La mariée était en noir, de François Truffaut (France, 1968)

Publié le par Erwan Desbois

Où ?
A mon (ancienne) maison, en K7 vidéo

Quand ?
Dimanche dernier

Avec qui ?
Seul

Et alors ?

Même si La mariée était en noir en lui-même ne vous dit rien, surtout dans la filmographie de Truffaut, il vous est forcément familier pour son décalque grandiose réalisé par Quentin Tarantino. Et oui, au milieu de ses multiples influences, Kill Bill doit surtout beaucoup à ce film de François Truffaut dont il reprend le concept simplissime de départ (une femme décide de tuer les 5 personnes qu'elle tient pour responsables de la mort de son époux le jour de leur mariage) ainsi que d'autres choses, comme on le verra plus bas. Pas chien, Tarantino a d'ailleurs repris texto le titre de La mariée était en noir pour le 1er chapitre de son propre long-métrage.

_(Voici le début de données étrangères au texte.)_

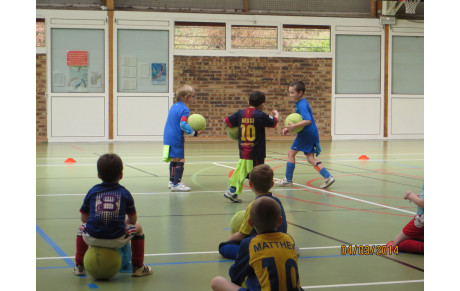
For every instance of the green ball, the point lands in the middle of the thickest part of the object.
(102, 263)
(232, 132)
(197, 122)
(294, 118)
(236, 221)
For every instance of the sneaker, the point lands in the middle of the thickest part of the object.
(142, 271)
(327, 182)
(79, 270)
(180, 188)
(233, 197)
(284, 183)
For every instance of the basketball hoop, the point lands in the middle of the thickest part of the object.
(411, 5)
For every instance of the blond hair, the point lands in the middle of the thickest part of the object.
(183, 91)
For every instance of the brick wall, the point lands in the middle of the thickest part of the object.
(41, 119)
(223, 85)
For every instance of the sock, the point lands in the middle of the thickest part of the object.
(325, 173)
(290, 171)
(178, 171)
(82, 247)
(411, 246)
(172, 165)
(137, 250)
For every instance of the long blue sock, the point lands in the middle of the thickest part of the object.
(290, 170)
(325, 173)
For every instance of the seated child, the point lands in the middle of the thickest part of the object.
(411, 238)
(260, 180)
(267, 261)
(103, 214)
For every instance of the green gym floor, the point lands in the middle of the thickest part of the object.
(364, 207)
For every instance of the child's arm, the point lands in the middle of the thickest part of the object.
(237, 236)
(414, 198)
(84, 217)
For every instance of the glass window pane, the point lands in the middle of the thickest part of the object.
(254, 37)
(40, 32)
(407, 65)
(143, 61)
(301, 38)
(199, 36)
(77, 60)
(357, 64)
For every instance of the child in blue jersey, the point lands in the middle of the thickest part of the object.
(307, 139)
(267, 261)
(260, 180)
(251, 123)
(109, 218)
(173, 137)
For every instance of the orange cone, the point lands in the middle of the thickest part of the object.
(70, 161)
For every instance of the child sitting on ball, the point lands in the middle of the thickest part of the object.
(109, 218)
(260, 180)
(173, 137)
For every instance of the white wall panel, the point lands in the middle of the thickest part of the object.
(77, 117)
(407, 116)
(357, 116)
(141, 116)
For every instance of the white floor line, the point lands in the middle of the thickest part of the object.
(340, 195)
(362, 284)
(201, 253)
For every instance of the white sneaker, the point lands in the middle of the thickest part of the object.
(327, 182)
(142, 271)
(232, 196)
(79, 270)
(284, 183)
(180, 188)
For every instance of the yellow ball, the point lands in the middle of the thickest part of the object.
(197, 122)
(294, 118)
(236, 221)
(102, 263)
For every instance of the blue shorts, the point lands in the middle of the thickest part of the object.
(303, 145)
(176, 152)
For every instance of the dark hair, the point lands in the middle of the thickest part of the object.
(256, 98)
(109, 167)
(262, 178)
(299, 86)
(265, 214)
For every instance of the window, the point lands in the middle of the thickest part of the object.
(199, 36)
(305, 38)
(40, 32)
(254, 37)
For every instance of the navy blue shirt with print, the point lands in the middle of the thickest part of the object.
(107, 205)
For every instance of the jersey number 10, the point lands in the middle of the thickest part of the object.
(290, 264)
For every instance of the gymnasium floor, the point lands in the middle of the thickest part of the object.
(183, 230)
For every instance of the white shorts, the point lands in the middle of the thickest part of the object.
(114, 243)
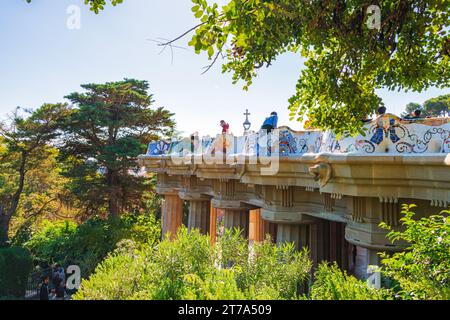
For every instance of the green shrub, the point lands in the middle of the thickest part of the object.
(86, 245)
(331, 283)
(423, 270)
(15, 267)
(266, 271)
(190, 268)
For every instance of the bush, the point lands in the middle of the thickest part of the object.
(86, 245)
(15, 267)
(331, 283)
(190, 268)
(423, 270)
(266, 271)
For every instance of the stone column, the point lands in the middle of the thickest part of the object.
(296, 233)
(237, 218)
(365, 258)
(199, 215)
(172, 214)
(259, 228)
(213, 225)
(256, 226)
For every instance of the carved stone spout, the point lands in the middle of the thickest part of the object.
(321, 173)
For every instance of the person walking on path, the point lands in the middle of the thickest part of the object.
(43, 292)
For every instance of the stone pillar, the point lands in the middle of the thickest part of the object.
(365, 258)
(296, 233)
(259, 228)
(172, 214)
(237, 218)
(213, 225)
(256, 226)
(199, 215)
(319, 243)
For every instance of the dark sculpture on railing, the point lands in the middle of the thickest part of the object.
(385, 134)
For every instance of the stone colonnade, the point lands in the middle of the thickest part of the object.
(325, 239)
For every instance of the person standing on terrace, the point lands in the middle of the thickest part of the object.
(225, 126)
(271, 122)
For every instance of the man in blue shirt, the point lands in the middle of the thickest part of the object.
(270, 123)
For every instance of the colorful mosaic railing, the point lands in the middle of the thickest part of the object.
(385, 134)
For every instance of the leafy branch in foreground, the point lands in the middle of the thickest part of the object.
(423, 270)
(345, 59)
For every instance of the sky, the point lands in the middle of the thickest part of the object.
(42, 60)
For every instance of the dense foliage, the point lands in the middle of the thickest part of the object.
(86, 245)
(347, 54)
(423, 270)
(15, 266)
(109, 126)
(24, 149)
(331, 283)
(190, 268)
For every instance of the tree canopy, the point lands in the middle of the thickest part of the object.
(346, 57)
(25, 147)
(108, 128)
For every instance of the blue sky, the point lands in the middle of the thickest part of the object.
(41, 60)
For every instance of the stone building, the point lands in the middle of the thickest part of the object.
(311, 188)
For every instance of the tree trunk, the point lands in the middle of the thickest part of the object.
(6, 215)
(4, 230)
(113, 201)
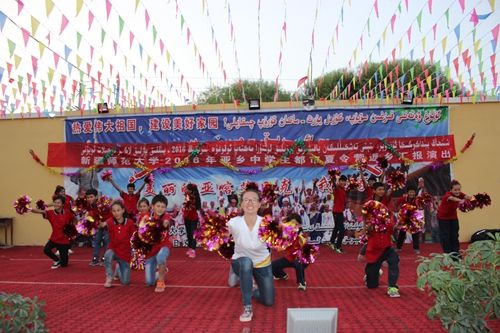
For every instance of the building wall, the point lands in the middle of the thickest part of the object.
(477, 169)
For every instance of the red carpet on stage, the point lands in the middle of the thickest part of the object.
(197, 298)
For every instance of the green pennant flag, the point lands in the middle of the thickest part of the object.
(50, 75)
(34, 25)
(154, 34)
(78, 40)
(419, 21)
(103, 35)
(12, 47)
(121, 23)
(17, 61)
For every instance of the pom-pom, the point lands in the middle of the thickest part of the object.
(396, 180)
(226, 250)
(376, 214)
(106, 175)
(213, 232)
(70, 231)
(104, 207)
(151, 230)
(382, 162)
(423, 200)
(411, 219)
(352, 184)
(78, 206)
(22, 205)
(481, 200)
(277, 235)
(307, 254)
(269, 192)
(86, 226)
(40, 204)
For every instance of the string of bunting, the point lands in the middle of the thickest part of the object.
(76, 173)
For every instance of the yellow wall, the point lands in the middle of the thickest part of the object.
(477, 169)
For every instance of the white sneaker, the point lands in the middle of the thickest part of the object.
(247, 314)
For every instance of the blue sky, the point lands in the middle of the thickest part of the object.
(210, 21)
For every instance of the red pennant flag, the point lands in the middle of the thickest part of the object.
(64, 24)
(301, 81)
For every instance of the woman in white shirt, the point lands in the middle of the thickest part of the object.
(251, 258)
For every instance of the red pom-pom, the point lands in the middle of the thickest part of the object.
(213, 232)
(382, 162)
(396, 179)
(377, 215)
(70, 231)
(411, 219)
(277, 235)
(269, 192)
(40, 204)
(22, 205)
(106, 175)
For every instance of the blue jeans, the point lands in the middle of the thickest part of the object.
(150, 265)
(101, 236)
(243, 267)
(123, 273)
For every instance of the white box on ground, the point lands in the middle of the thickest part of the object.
(306, 320)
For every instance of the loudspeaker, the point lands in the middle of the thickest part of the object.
(306, 320)
(102, 108)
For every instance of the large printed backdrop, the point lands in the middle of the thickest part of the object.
(235, 147)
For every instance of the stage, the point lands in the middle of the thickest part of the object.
(197, 298)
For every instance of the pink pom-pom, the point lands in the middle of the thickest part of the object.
(307, 254)
(86, 226)
(40, 204)
(396, 179)
(106, 175)
(22, 205)
(377, 215)
(277, 235)
(411, 219)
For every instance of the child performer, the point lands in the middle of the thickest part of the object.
(339, 204)
(58, 218)
(130, 198)
(192, 205)
(120, 231)
(379, 249)
(289, 260)
(156, 259)
(101, 238)
(410, 198)
(448, 218)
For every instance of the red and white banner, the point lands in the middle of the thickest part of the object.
(251, 153)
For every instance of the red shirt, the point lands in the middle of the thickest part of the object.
(130, 202)
(165, 242)
(447, 209)
(377, 243)
(339, 198)
(119, 237)
(57, 222)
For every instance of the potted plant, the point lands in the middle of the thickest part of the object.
(466, 290)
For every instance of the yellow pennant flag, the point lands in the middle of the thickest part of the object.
(34, 25)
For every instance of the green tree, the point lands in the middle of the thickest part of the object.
(243, 91)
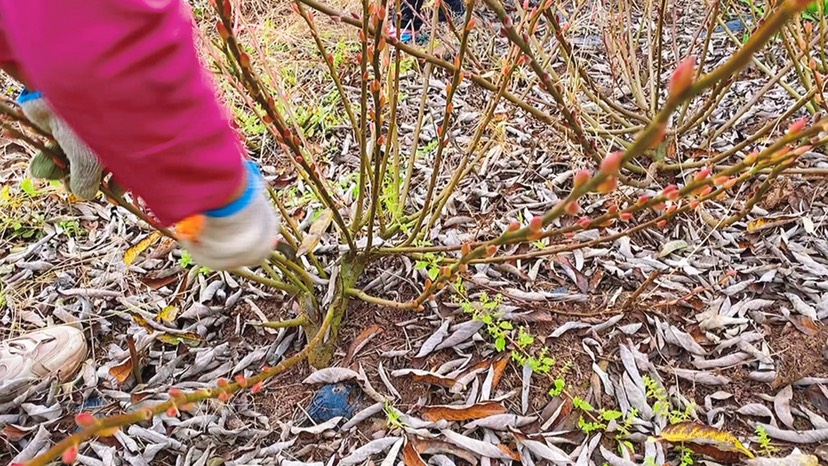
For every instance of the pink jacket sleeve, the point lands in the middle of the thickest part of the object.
(125, 75)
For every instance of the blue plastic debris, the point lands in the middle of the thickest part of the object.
(333, 401)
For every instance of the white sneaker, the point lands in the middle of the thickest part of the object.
(43, 353)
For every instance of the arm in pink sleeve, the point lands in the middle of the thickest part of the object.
(125, 75)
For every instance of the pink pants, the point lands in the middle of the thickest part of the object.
(125, 75)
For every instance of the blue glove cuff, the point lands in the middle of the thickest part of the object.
(27, 95)
(254, 185)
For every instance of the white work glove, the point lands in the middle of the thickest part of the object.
(84, 167)
(242, 233)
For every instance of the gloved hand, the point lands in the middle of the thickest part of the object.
(242, 233)
(84, 168)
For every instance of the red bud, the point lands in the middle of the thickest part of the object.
(222, 29)
(244, 60)
(671, 192)
(70, 455)
(608, 185)
(611, 165)
(703, 174)
(85, 419)
(581, 178)
(798, 125)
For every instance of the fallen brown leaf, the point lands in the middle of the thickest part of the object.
(462, 413)
(122, 371)
(410, 455)
(432, 447)
(133, 252)
(715, 443)
(16, 433)
(499, 366)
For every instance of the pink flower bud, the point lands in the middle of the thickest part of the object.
(682, 78)
(703, 174)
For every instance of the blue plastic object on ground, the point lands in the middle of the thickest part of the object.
(334, 400)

Si La mariée était en noir a été pastiché de la sorte, il est amusant de s'en rendre compte en le voyant qu'il s'agit lui-même d'un pastiche. Le début, où s'enchaînent à vive allure les premières vengeances, est ni plus ni moins qu'un collage des plus grands films de Hitchcock, dont Truffaut était un fan absolu. Le « petit » français s'amuse visiblement à copier ses scènes favorites du maître anglais, de Sueurs froides à L'homme qui en savait trop en passant par Soupçons. Et puis bien évidemment, il y aussi cette partition de Bernard Hermann, le compositeur fétiche de Hitchcock, parfaite et parfaitement employée.

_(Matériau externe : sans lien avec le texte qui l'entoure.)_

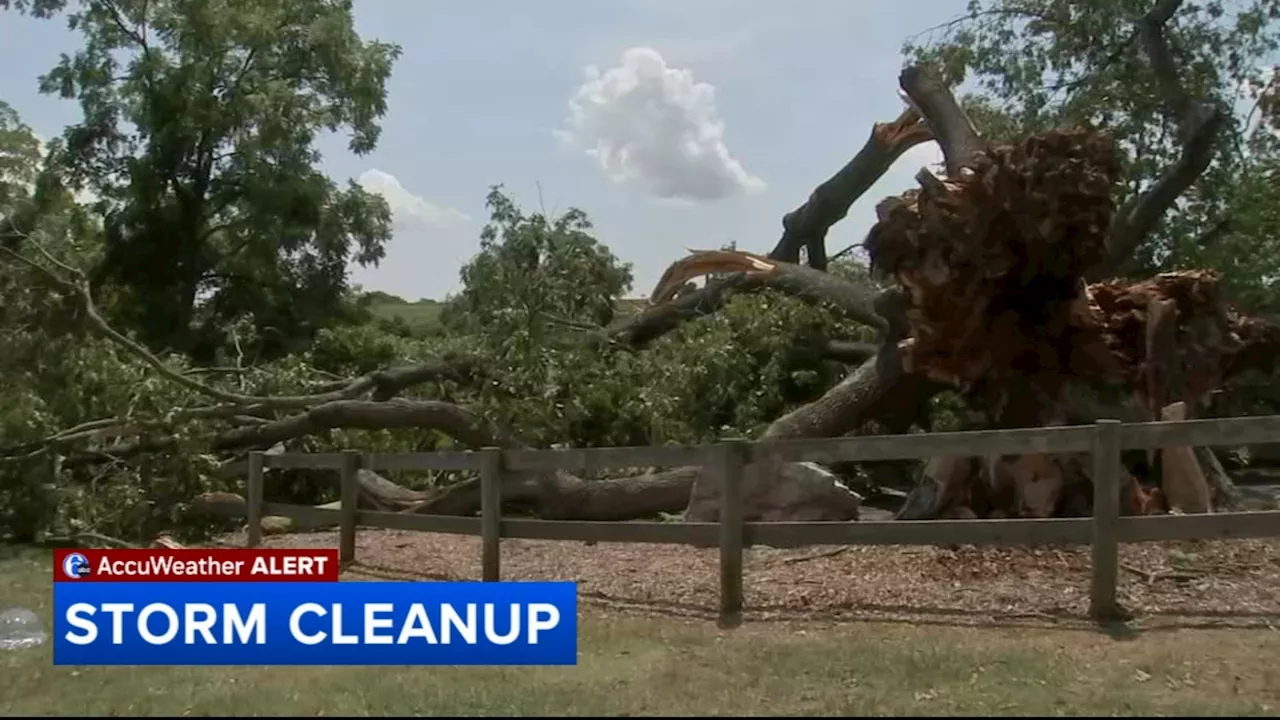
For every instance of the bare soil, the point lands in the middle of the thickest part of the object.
(1206, 583)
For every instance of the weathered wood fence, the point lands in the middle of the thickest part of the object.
(728, 460)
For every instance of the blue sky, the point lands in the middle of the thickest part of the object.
(673, 123)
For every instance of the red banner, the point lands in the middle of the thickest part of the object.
(196, 565)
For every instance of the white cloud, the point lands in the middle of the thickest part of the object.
(650, 124)
(430, 244)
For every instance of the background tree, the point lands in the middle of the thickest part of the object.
(199, 130)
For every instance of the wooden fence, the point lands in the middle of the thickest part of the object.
(731, 459)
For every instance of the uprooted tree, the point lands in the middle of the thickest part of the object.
(990, 282)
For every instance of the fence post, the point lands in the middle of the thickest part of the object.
(1104, 604)
(727, 464)
(490, 514)
(254, 493)
(351, 463)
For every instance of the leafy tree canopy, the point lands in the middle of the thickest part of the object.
(199, 130)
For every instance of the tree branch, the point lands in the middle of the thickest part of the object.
(385, 383)
(804, 227)
(1198, 127)
(950, 124)
(807, 226)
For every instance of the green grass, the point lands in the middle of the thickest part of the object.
(653, 666)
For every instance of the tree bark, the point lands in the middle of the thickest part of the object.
(804, 227)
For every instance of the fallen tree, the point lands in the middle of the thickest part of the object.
(982, 285)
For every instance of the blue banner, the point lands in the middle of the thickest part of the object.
(351, 623)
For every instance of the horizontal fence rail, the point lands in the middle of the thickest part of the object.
(730, 460)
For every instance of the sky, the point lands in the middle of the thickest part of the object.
(675, 124)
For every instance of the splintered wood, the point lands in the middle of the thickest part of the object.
(992, 259)
(992, 263)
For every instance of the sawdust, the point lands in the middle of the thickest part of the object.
(1185, 583)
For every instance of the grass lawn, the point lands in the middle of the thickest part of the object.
(657, 666)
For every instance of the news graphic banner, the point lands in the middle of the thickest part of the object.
(197, 565)
(266, 607)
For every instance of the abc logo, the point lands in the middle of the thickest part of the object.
(76, 565)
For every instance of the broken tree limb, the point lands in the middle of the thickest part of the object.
(805, 227)
(951, 127)
(1198, 127)
(457, 422)
(804, 283)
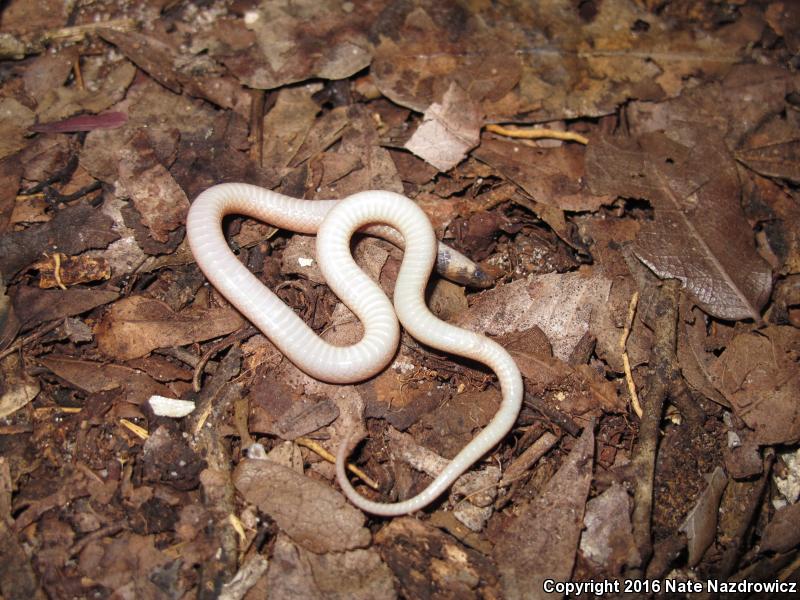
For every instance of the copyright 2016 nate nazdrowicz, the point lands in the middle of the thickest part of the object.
(654, 586)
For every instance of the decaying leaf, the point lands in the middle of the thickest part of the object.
(559, 66)
(137, 325)
(17, 388)
(608, 538)
(561, 305)
(700, 525)
(541, 542)
(757, 373)
(551, 176)
(429, 563)
(71, 271)
(311, 513)
(285, 42)
(35, 306)
(15, 119)
(448, 130)
(133, 386)
(775, 160)
(71, 231)
(782, 533)
(294, 572)
(159, 200)
(699, 234)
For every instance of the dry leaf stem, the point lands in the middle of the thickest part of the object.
(219, 499)
(663, 375)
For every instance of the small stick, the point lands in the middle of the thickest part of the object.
(536, 134)
(315, 447)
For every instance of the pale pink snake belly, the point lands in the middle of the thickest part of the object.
(334, 222)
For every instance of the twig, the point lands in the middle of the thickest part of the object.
(637, 408)
(257, 98)
(315, 447)
(535, 134)
(231, 339)
(663, 372)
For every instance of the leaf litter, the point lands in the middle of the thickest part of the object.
(660, 258)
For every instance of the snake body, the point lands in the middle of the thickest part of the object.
(334, 222)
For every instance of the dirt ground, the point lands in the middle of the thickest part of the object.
(624, 176)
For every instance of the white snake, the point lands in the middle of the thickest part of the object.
(334, 222)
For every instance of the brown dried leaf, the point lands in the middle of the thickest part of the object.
(310, 512)
(137, 325)
(92, 377)
(608, 538)
(48, 70)
(758, 375)
(700, 525)
(774, 160)
(72, 271)
(448, 130)
(17, 388)
(304, 417)
(699, 234)
(287, 125)
(72, 230)
(160, 201)
(10, 175)
(694, 358)
(538, 60)
(551, 176)
(166, 119)
(124, 564)
(14, 122)
(747, 96)
(297, 573)
(286, 42)
(35, 306)
(782, 533)
(430, 564)
(564, 306)
(540, 543)
(63, 102)
(151, 54)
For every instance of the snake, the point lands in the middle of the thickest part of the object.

Parmi les autres points sur lesquels Truffaut s'inscrit en prédécesseur de Tarantino, citons l'idée de proposer, le temps des courtes scènes qui précèdent leur meurtre, des numéros géniaux (presque des caméos) à des acteurs de renom : Michel Bouquet, Jean-Claude Brialy en séducteur maniéré, Michael Lonsdale en carriériste imbu de lui-même... Face à eux, Jeanne Moreau est la Uma Thurman de Truffaut, qui manifeste la même admiration et le même fétichisme que Tarantino dans le rapport au corps de son actrice. Jeanne Moreau se voit transformée en une véritable icône aux vêtements, aux postures et aux actes irréels et mémorables.
Mais là où le bât blesse dans La mariée était en noir, c'est que Truffaut n'ose pas autant aller au bout de son concept en sacrifiant le film à sa vénération de son héroïne centrale. Il cherche à réaliser le plus sincèrement de monde un véritable polar, et force est de constater que c'est loin d'être un genre où il excelle. Il a beau réaliser de superbes scènes de genre, il est incapable de se détacher suffisamment des personnages, des anecdotes du quotidien (on voit bien qu'il aime autant, voire plus, des scènes anodines comme une discussion avec une concierge ou des confidences sentimentales entre hommes) pour générer la tension nécessaire. Dès lors, la profonde faiblesse du McGuffin du scénario se ressent d'autant plus, et gêne l'immersion dans l'intrigue. Dommage pour Jeanne Moreau, sublime, et pour la conclusion délicieusement amorale.